Less traditional was an entree of very tasty chicken-wrapped shrimp. Three jumbo shrimp were each enclosed in an overcoat of moist, white meat chicken and glazed with a sauce of brandy, lemon and butter.
Also far from ordinary were six big grilled shrimp threaded on skewers and mated with a garlic aioli dipping sauce.
Trobiano's namesake chicken dish was a French-cut breast stuffed with a delicious meld of roasted red peppers, spinach and fresh mozzarella with a balsamic glaze.
We also gave high marks to a grilled pork chop filled with spinach, prosciutto and fontina cheese and to two classic veal preparations, veal saltimbocca and veal parmigiana, which had tender meat.
All entrees came with a choice of pasta or potatoes and vegetables. The potato possibilities were truffled mashed and rosemary roasted. They passed muster, as did the medley of crisp-tender broccoli, green beans and zucchini.
Still, I would go for the pasta. Diners can pick any pasta topped with one of four sauces: marinara, pomodoro, vodka or Alfredo. The pomodoro was a flavor-packed chunky tomato sauce. The pink, creamy vodka sauce, flecked with pancetta and onions, was even better.
One of my visits was on a Thursday, seafood night. Any fish or shellfish entree from the regular menu was offered with a choice of soup or salad for $20.95. We tried halibut in a crunchy black olive crust that was flaky and fine. The entree, which on other nights is $22.95, was full size, as was the salad, a tricolor that usually costs $6.95. Unfortunately, the salad did not have the advertised citrus vinaigrette, arriving with what tasted like a too-sweet raspberry dressing.
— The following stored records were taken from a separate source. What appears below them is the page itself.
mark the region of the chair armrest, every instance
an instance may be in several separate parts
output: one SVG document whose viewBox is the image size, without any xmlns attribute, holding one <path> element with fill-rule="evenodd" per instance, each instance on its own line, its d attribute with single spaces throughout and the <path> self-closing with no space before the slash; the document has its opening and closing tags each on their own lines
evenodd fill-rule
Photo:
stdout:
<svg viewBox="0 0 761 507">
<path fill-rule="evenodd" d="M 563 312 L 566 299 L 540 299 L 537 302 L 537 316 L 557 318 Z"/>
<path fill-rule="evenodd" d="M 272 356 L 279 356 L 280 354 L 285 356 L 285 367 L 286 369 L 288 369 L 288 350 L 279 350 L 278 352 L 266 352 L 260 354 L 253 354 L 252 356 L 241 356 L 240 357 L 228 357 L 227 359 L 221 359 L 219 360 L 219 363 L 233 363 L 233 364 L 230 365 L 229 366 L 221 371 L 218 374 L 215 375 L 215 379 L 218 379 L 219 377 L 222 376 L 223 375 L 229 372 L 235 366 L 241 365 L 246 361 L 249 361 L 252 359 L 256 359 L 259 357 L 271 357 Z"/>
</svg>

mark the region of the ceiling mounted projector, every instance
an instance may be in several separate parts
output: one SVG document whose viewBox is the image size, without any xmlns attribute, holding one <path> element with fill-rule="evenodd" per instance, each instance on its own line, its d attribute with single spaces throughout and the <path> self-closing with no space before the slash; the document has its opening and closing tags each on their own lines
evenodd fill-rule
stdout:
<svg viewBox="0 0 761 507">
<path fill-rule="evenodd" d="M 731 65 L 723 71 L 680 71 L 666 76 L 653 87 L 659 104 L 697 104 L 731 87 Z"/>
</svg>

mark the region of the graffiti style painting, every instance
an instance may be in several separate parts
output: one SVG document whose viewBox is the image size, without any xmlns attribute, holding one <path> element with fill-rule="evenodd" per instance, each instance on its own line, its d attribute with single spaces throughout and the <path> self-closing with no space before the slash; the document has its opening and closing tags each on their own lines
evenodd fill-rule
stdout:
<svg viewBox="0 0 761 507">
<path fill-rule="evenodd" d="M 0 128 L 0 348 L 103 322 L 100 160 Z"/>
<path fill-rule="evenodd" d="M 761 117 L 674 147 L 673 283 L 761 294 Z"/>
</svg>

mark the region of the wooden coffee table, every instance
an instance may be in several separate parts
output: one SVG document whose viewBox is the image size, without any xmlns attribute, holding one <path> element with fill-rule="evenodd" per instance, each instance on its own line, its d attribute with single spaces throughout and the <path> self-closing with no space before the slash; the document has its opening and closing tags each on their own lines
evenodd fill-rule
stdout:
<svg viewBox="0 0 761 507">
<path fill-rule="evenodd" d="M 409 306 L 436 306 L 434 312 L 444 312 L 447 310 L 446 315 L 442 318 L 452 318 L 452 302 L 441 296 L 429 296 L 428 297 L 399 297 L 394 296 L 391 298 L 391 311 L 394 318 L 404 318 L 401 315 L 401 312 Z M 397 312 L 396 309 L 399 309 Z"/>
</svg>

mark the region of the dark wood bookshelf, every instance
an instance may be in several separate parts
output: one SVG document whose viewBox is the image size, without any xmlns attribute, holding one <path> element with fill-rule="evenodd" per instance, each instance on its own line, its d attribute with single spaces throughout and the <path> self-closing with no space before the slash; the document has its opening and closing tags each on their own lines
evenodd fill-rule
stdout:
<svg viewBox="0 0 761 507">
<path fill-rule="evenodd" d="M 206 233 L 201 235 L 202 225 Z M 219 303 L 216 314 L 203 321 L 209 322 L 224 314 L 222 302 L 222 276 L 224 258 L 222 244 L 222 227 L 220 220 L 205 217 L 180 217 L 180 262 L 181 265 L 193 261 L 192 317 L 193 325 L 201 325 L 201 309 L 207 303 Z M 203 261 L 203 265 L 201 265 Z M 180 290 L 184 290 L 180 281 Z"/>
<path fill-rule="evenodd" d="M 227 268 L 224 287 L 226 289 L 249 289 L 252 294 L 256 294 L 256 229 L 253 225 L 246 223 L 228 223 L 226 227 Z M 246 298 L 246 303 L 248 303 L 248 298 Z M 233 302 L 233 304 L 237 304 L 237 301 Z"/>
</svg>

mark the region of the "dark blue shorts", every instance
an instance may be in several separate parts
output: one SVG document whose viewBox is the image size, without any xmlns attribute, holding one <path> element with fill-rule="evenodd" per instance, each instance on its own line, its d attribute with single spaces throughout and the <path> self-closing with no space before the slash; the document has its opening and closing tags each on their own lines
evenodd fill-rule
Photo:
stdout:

À la carte openers that scored were plump mussels in white wine; a refreshing tomato, red onion and cucumber salad; and a portobello salad, with chunks of mushroom, cubes of smoked mozzarella and roasted red peppers nestled among the greens.
Dessert was the best course. A house-made tiramisù blessed with thick layers of creamy mascarpone was a standout. It shared the stage with three high-quality sweets made elsewhere: a creamy cheesecake glazed with Belgian chocolate, a chocolate mousse cake with alternating stripes of cake and mousse and a caramel glazed white cake with a thick layer of white mousse filling and a base of lesser amounts of chocolate mousse and chocolate cake.
Trobiano's deserves a try whether it is bargain night or not.
Trobiano's
218 Middle Neck Road, Great Neck
(516) 466-4100
Very Good
ATMOSPHERE White tablecloths, Italian scenes in a storefront.
SERVICE Confused and inattentive.
SOUND LEVEL Pleasant.
RECOMMENDED DISHES Caesar salad, mussels, portobello salad, tomatoes-red onion-cucumber salad, chicken Trobiano, chicken-wrapped shrimp, veal parmigiana, veal saltimbocca, osso buco, black olive halibut, grilled shrimp skewers, grilled stuffed pork chop, all desserts.
WINE LIST A short, reasonable list of 25 still wines ($19 to $75), two-thirds of them under $30.
PRICE RANGE Lunch entrees, $9.50 to $14.95. At dinner, appetizers, $5.95 to $10.95; pastas, $13.95 to $18.95; entrees, $15.95 to $26.95.
CREDIT CARDS All major cards.
HOURS Lunch 11:30 a.m. to 2:30 p.m. Tuesday to Friday. Dinner 4:30 to 10 p.m. Tuesday to Friday, 5 to 11 p.m. Saturday and 4:30 to 9 p.m. Sunday. Closed Monday.
RESERVATIONS Suggested.
WHEELCHAIR ACCESSIBILITY Fully accessible.
REVIEWED BY THE TIMES March 12, 2006.
RATINGS Extraordinary, Excellent, Very Good, Good, Satisfactory, Fair, Poor. Ratings reflect the reviewer's reaction to food, ambience and service, with price taken into consideration. Menu listings and prices are subject to change.